Evidence suggests higher wages can boost productivity for individuals who are already employed. But advocates of minimum wage increases ignore rises in unemployment numbers and in how long idled workers remain out of a job.
Evidence suggests higher minimum wage levels lead to fewer jobs. This is particularly true for low-skill jobs, which are often the first to decline in response to a rise in the minimum wage.
A 2018 University of Wisconsin, Madison study on the effects of Minnesota’s 2014 minimum wage hike – which was also phased in over a number of years – offers a recent example of this. In the years immediately following Minnesota’s minimum wage hike, the study found youth employment fell by 9 percent and service industry employment overall fell by 4 percent.
Moreover, empirical evidence suggests minimum wages do not elevate low-income families, nor reduce most forms of public assistance.
The purpose of raising the minimum wage is to increase take-home pay for low-income families. So long as such an increase reduces job creation for those families, it cannot accomplish that goal.
A pro-growth alternative
Illinois is now one of just five states to mandate a minimum wage as high as $15. New Jersey became the fourth state to sign a $15 minimum wage into law Feb. 4. Illinois’ current $8.25 statewide minimum wage is in line with the national median.
The minimum wage hike will take the heaviest toll on state finances since the Pritzker administration took office, but it is not the first hit. Despite inheriting a budget deficit of $2.8 billion, Pritzker granted $100 million in pay raises to unionized state workers the day after his inauguration.
Moody’s Investors Service took note of the poor budget outlook Feb. 5, reiterating the state’s need to address its massive unfunded pension liability, structural deficits and the economic consequences of its declining population.

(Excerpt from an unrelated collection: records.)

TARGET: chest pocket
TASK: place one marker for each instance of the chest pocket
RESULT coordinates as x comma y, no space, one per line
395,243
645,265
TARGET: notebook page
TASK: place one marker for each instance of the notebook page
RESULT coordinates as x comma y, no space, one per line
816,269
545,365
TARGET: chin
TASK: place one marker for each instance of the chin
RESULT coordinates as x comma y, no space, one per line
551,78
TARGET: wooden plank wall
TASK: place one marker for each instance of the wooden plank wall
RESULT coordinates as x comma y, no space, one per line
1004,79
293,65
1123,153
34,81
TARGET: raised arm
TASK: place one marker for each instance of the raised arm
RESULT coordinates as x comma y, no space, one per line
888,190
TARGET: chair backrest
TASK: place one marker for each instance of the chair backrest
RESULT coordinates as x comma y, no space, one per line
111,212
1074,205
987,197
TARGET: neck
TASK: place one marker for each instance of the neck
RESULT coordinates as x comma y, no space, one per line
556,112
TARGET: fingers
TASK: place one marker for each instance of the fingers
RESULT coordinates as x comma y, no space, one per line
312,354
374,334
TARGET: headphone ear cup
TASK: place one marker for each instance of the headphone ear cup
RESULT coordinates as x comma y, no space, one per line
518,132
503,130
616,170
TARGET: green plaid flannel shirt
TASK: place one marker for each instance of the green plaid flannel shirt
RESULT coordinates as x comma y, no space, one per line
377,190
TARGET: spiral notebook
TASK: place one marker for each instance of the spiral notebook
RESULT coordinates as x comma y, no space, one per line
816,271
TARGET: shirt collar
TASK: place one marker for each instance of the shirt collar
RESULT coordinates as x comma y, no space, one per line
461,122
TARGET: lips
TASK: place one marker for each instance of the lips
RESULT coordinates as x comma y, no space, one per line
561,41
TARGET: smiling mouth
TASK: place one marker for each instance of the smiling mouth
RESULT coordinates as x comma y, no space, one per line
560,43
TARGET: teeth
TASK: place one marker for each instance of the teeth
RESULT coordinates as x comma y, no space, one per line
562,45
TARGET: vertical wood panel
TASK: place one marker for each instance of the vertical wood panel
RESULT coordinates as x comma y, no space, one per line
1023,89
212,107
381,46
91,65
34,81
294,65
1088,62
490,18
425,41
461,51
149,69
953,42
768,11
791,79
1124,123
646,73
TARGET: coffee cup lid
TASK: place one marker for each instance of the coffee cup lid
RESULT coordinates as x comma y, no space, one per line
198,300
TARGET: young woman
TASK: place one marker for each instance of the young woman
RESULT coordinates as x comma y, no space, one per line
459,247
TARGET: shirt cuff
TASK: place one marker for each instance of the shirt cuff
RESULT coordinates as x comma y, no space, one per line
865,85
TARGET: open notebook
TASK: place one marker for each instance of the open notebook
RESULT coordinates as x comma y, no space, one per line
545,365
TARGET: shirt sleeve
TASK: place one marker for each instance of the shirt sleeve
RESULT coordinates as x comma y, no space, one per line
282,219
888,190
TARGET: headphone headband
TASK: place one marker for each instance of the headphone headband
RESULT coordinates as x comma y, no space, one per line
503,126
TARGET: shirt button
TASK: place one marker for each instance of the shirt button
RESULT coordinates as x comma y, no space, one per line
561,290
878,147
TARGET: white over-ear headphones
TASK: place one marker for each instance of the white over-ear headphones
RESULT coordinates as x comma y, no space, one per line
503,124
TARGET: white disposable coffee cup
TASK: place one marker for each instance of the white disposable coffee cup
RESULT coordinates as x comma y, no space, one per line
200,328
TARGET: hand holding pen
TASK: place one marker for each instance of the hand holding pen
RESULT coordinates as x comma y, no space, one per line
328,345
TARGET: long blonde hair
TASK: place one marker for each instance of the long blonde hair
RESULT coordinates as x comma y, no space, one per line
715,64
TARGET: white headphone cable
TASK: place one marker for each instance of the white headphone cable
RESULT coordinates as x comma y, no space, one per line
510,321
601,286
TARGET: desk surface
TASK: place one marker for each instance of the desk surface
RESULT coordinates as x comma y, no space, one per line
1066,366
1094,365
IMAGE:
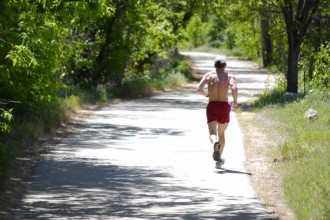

State lawmakers’ policy failures have plunged job growth in Illinois to among the slowest in the nation. The 2011 “temporary” income tax hike cost the state $56 billion in investment, shrinking employment by 9,300 jobs, and caused output per worker to decline by $7,200. The impact of the 2017 tax hike will likely be similar.
For Illinoisans to prosper, lawmakers must confront the main source of the state’s economic plight. The Illinois Policy Institute recently unveiled a plan that would balance the state budget, pay off its debts and cut taxes in five years. The resulting economic growth would invite investment back to the state, thereby increasing the quantity and quality of jobs.
Raising the cost of doing business in Illinois is only likely to further repel investment, and further depress Illinois’ already-weak jobs climate. Those lowest on the socio-economic scale would bear the brunt of that downturn.
While raising the minimum wage is intended to help those most in need, Illinois’ lawmakers’ failure to consider its unintended consequences does not bode well for the state’s most vulnerable workers.